Interim Prime Minister Iyad Allawi urged the people of Fallujah on Thursday to seize what he said could be the “last chance” for a peaceful solution. He set no deadline for them to meet his demands for Zarqawi’s group to be handed over. Fallujah leaders say they know nothing of Zarqawi’s network. In on-off talks with the government, they have said Iraqi security forces can return to the city, but not US troops.
Marine Col. Michael Schupp dismissed the sputtering dialogue as a sham. “The negotiations are a ruse. They are just stalling for time,” he told reporters near Fallujah. US troops would have to support Iraqi forces inside Fallujah after rebels were dislodged, he said. He ruled out any repeat of the “terrible experience” of the peace deal which ended the April fighting by turning the city over to a “Fallujah Brigade” led by former Baathist army officers.
Zarqawi’s Al-Qaeda-allied group threatened on Tuesday to behead a Japanese hostage within 48 hours unless Tokyo withdrew its 550 noncombat troops from Iraq. Japan rejected the demand.
The deadline passed without any firm word on the fate of 24-year-old traveler Shosei Kado, but Japan’s Foreign Ministry said it was checking a report that the body of an Asian had been found in Tikrit, Saddam Hussein’s hometown. Police in Tikrit confirmed yesterday they had found an unidentified body, but its description did not fit Koda.
But the Japanese government was told early today that the Japanese hostage has been killed, the Kyodo news agency reported in Tokyo. A body found near the Iraqi town of Tikrit was identified as that of Shosei Koda, a 24-year-old backpacker captured by militants, the news agency said, quoting a Japanese ruling party official whose name was not given.

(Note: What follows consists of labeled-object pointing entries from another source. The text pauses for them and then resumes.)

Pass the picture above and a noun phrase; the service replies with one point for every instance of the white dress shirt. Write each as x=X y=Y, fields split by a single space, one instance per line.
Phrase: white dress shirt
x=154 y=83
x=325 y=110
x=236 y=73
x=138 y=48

“We are not in the stage of saying anything at the moment,” a Foreign Ministry spokesman said as the report came out overnight in Tokyo. But Japan’s public broadcaster NHK, quoting a US official out of Baghdad, said Japan had been notified that the body had been identified as that of Koda.
A deputy governor of Diyalah province in eastern Iraq, was shot dead by unknown attackers yesterday, police said. “One of the deputy governors, Akil Al-Adili, was gunned down in the northeast of Baquba,” said police Lt. Hassan Mahmoud. Three men attacked the official as he went to an estate agency in the city, 60 kilometers northeast of Baghdad.